By John W. Whitehead & Nisha Whitehead
The government should not be in the business of killing its citizens.
Nevertheless, the U.S. government continues to act as judge, jury, and executioner, over a populace that has been pre-judged and found guilty, stripped of its rights, and left to suffer at the hands of government agents trained to respond with the utmost degree of violence.
That the death penalty was recently abolished in Virginia is just the tip of the iceberg.
Although any effort to scale back the government’s haphazard application of the death penalty, meted out as a punishment, a threat, and a chilling glimpse into the government’s quest for ultimate dominion over its constituents, is a welcome one, capital punishment remains a very small part of the American police state’s machinery of death.

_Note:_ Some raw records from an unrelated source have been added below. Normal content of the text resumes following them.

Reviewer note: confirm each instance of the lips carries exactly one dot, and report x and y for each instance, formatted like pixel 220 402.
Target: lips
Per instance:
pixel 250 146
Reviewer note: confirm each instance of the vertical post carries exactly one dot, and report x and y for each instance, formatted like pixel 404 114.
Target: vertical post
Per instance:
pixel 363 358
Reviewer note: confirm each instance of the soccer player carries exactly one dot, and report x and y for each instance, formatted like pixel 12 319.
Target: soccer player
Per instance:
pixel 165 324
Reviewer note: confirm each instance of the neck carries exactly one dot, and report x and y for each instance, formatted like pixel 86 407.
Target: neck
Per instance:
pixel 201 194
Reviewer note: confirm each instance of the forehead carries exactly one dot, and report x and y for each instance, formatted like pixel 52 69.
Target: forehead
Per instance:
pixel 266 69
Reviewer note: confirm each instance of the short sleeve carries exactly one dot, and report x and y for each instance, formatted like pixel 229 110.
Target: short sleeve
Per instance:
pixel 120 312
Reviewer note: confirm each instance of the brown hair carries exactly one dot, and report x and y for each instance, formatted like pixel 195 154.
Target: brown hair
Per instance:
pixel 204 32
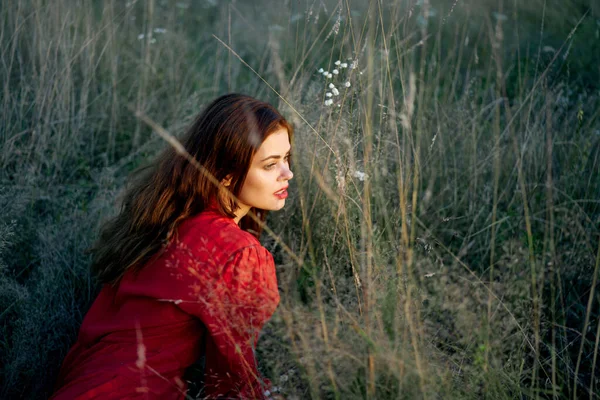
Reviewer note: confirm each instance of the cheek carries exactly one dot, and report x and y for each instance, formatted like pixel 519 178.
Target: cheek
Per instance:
pixel 256 181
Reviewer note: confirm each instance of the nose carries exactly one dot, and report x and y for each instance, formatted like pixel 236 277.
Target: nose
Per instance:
pixel 286 173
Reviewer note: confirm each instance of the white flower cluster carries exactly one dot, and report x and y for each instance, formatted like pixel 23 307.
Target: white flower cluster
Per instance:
pixel 151 39
pixel 333 90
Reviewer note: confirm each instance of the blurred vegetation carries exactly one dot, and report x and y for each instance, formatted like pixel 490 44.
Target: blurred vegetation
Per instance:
pixel 447 213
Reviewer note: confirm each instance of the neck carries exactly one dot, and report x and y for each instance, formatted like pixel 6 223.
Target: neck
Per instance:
pixel 241 213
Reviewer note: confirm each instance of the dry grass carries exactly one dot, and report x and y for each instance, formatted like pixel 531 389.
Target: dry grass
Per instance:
pixel 444 218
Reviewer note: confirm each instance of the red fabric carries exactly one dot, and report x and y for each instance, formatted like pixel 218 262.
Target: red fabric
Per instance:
pixel 137 340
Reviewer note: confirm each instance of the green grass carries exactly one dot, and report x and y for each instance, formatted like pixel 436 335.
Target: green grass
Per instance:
pixel 463 264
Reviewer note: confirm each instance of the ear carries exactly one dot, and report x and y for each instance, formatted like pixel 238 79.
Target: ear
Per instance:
pixel 226 181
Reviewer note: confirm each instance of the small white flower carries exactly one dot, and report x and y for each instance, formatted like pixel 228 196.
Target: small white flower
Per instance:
pixel 360 175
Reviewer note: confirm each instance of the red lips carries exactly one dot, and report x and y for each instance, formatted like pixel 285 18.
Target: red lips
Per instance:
pixel 282 193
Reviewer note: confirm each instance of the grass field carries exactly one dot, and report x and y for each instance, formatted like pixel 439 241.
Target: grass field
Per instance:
pixel 442 235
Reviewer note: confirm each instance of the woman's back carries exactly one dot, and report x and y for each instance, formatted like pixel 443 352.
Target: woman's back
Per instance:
pixel 138 338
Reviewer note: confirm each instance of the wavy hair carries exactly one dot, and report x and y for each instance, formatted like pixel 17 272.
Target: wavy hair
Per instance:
pixel 223 139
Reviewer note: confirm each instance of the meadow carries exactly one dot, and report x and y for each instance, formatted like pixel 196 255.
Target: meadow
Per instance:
pixel 442 235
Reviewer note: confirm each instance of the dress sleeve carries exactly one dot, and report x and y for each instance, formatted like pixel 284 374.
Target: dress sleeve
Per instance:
pixel 233 301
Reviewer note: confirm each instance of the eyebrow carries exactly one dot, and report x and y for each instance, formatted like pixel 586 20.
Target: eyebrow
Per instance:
pixel 274 156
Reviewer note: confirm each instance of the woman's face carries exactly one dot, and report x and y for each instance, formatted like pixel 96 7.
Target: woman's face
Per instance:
pixel 267 180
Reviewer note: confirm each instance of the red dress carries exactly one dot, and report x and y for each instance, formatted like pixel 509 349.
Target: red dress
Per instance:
pixel 215 284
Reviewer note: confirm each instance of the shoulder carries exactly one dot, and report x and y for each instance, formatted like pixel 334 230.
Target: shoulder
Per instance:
pixel 219 232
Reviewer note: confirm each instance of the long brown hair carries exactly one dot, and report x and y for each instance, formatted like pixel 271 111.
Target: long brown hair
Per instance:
pixel 223 139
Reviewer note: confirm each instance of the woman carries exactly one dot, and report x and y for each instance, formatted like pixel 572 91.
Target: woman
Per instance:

Yet, it’s not enough to declare a moratorium on federal and state death penalty executions.
What we need is a moratorium on federal and state violence in all its varied forms, because as long as government-sanctioned murder and mayhem continue unabated, the right to life affirmed by the Nation’s founders in the Declaration of Independence remains unattainable.
The danger is real.
Everything about the way the government operates today (imperial, unaccountable, and manifestly corrupt) flies in the face of what the founders sought to bring about: A representative government that exists to protect and preserve the life, liberty, property and happiness of its people.
Police violence is but one aspect of the government violence dispensed without restraint or respect for the rights of the people, but it is widespread.

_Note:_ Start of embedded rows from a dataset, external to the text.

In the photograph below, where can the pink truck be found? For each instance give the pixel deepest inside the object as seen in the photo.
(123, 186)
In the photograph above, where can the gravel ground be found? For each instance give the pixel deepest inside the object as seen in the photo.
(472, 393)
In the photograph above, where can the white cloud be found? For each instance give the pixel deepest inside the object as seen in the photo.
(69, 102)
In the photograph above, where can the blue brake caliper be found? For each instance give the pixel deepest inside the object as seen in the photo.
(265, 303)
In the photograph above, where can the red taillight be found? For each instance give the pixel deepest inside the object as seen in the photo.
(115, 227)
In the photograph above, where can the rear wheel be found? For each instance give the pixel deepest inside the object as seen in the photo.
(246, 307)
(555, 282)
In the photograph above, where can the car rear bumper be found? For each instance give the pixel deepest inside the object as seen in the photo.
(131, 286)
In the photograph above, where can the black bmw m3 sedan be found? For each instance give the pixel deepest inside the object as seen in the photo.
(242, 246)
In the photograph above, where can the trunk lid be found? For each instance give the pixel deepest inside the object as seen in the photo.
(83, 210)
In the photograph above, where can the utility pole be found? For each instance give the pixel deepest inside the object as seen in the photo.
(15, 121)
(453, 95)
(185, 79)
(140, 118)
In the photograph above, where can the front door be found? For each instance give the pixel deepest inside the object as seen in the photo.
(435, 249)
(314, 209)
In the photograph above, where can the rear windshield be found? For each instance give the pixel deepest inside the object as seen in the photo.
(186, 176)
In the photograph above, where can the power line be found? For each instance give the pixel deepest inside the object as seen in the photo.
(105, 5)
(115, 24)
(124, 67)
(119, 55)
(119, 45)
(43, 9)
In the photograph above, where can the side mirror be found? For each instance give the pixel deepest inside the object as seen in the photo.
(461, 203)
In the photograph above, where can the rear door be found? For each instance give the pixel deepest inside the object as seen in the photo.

The casualties are legion.
At a time when growing numbers of unarmed people have been shot and killed for just standing a certain way, or moving a certain way, or holding something, anything, that police could misinterpret to be a gun, or igniting some trigger-centric fear in a police officer’s mind that has nothing to do with an actual threat to its safety, even the most benign encounters with police can have fatal consequences.
It is what happens when you empower the police to act as judge, jury, and executioner.

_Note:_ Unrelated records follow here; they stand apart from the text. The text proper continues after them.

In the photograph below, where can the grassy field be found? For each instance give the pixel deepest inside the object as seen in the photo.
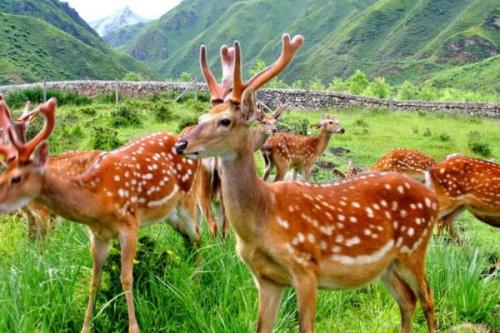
(44, 285)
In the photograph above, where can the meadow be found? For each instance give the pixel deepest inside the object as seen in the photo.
(44, 284)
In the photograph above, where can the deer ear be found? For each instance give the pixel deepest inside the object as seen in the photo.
(40, 155)
(248, 106)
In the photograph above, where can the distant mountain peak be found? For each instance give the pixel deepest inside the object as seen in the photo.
(122, 18)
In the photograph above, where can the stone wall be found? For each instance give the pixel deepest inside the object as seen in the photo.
(299, 99)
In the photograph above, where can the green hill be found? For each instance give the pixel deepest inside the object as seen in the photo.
(398, 39)
(32, 30)
(33, 49)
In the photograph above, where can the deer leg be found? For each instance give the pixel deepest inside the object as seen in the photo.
(403, 295)
(269, 303)
(268, 165)
(204, 189)
(99, 254)
(305, 285)
(128, 245)
(413, 271)
(448, 223)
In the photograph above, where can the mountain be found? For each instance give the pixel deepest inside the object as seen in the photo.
(47, 38)
(122, 18)
(122, 36)
(398, 39)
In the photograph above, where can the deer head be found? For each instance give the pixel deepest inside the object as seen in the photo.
(225, 128)
(330, 124)
(22, 180)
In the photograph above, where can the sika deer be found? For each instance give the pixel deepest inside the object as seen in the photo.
(466, 183)
(340, 235)
(140, 183)
(287, 151)
(40, 218)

It is what happens when you indoctrinate the police into believing that their lives and their safety are paramount to anyone else’s.
Suddenly, everyone and everything else is a threat that must be neutralized or eliminated.
Then you have U.S. marshals, the federal government’s de facto national police force, who may be even more violent and unaccountable.
“One reason for the high level of violence,” according to an in-depth investigation by The Marshal Project, USA Today, and the Arizona Republic: “The Marshals Service’s rules are looser than those of many major police departments. Marshals are not required to try to de-escalate situations or exhaust other remedies before using lethal force. And marshals are allowed to fire into cars. Though body cameras have become routine in major police departments, marshals do not wear them.”
Marshal task forces, which are made up of local law enforcement officers who get deputized as federal agents but are not necessarily given any special training, are shielded from prosecution by the U.S. Justice Department.
Look more closely and you may find that many of the same cops who serve on marshal task forces also serve on local SWAT teams.
For instance, 23-year-old Casey Goodson was shot and killed outside his family home in Columbus, Ohio by a deputy police officer who also happened to be a member of a marshals task force and the local SWAT team. Although the cop claimed to have shot Goodson in the back for waving a gun while driving, that police account conflicts with other accounts, which suggest Goodson was shot on the doorstep while holding a bag of sandwiches. Goodson was not a target of a police investigation.
Sariah Lane, 17 years old, was killed on her way to the grocery store when an Arizona cop, working as a marshal task force member, fired into a Toyota Corolla in which she and her boyfriend were passengers. Task force members, out to get the driver of the car for violating his parole, used an unmarked car to ram the Corolla in a parking lot, boxed it in with other unmarked cars, and then started firing into the car. Lane was shot in the back of the head with a hollow-point bullet.
Lane’s alleged killer, Detective Michael Pezzelle, trains police officers around the country to “be polite, be professional, have a plan to kill everyone you meet.”
Talk about a recipe for disaster: take poorly trained cops, deputize them as federal marshals, grant them immunity from prosecution, and authorize them to use deadly force to kill someone who poses an imminent danger.
To that noxious stew add the government’s interest in adopting domestic terrorism legislation to “better monitor and regulate the environments in which extremist ideologies proliferate” and the Joe Biden administration’s pivot to have FEMA (Federal Emergency Management Agency) assist states and cities in their fight against domestic extremism.
Not to be outdone, the Department of Homeland Security is considering ramping up its initiatives to combat domestic terrorism by expanding training, providing technical assistance to local jurisdictions for threat assessment investigations, and developing strategies to combat the influence of false online narratives.
Translation: The government is about to rapidly expand its policing efforts to focus on pre-crime and thought crimes.
Given the government’s tendency to manipulate labels to suit their purposes (case in point: Consider how interchangeably the government uses the terms terrorist, extremist, and anti-government), that could easily put a target on the back of any American who dares to challenge the government’s agenda or hold it accountable to the rule of law.
I make clear in my book, “Battlefield America: The War on the American People,” this is how “we the people” become enemies of the state.
The ramifications are so far-reaching as to render almost every American an extremist in word, deed, thought, or by association.